Susanne Kaiser, Journalistin und Autorin

Wie können junge Männer dazu bewegt werden, Geschlechterstereotype zu reflektieren und positive Männlichkeit(en) zu leben?

Es könnte möglicherweise ein Schulfach „Diskriminierung“ geben. Man könnte auch gleich tiefer einsteigen und sich direkt mit geschlechtersensibler Diskriminierung – vor allem in den sozialen Medien – auseinandersetzen, denn dort finden sich besonders starke Geschlechterstereotype und dort wird am meisten diskriminiert. In diesem Schulfach müsste das Gegenteil von „Don’t say gay“ stattfinden, diesem umstrittenen Gesetz, das in Florida seit kurzem das Sprechen über sexuelle Orientierung an Grundschulen verbietet. Wir müssen gerade bei Kindern anfangen, darüber zu sprechen.

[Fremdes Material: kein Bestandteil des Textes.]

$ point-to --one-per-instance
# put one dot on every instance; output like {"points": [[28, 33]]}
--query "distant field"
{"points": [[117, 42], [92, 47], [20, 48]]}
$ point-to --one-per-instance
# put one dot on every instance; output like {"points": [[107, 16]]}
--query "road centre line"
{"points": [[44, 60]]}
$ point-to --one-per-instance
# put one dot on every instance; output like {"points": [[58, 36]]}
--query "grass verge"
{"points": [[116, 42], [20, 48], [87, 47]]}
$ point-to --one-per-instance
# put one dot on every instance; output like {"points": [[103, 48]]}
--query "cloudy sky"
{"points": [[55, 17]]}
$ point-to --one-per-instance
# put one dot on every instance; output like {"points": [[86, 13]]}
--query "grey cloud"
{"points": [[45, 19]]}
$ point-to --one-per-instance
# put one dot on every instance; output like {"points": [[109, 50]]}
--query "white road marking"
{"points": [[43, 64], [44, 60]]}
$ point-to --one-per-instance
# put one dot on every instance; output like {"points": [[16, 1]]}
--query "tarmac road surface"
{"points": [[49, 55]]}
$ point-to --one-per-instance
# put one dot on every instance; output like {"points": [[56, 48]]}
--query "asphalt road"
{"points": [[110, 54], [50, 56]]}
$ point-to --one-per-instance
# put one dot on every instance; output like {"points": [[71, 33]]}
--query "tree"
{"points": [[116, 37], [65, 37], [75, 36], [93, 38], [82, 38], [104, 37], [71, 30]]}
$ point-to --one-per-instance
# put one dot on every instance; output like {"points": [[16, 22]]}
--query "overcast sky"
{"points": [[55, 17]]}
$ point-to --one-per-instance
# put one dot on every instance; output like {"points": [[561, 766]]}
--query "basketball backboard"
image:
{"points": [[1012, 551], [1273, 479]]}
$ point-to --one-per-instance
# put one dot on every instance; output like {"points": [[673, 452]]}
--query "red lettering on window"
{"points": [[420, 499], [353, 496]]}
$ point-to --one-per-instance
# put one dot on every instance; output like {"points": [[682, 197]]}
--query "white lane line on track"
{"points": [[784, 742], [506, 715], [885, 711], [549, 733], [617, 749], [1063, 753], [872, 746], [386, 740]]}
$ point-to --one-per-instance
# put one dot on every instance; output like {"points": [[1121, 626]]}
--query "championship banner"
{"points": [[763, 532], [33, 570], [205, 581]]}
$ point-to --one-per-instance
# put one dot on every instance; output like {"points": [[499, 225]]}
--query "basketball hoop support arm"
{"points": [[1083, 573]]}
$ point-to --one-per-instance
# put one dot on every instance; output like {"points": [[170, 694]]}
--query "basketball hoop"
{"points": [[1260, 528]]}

Junge Männer heute – Rollenbild von gestern

Wie wird Männlichkeit in Deutschland gelebt? – das wollte Plan International wissen und befragte 18- bis 35-Jährige nach ihren Vorstellungen von Männlichkeit(en), darüber wie ein Mann zu sein hat, wie Jungen und Männer sich selbst und ihre Rolle in der Gesellschaft generell wahrnehmen.

Für die Umfrage „Spannungsfeld Männlichkeit – Wie ticken junge Männer in Deutschland?“ wurden 1.000 Männer und 1.000 Frauen befragt.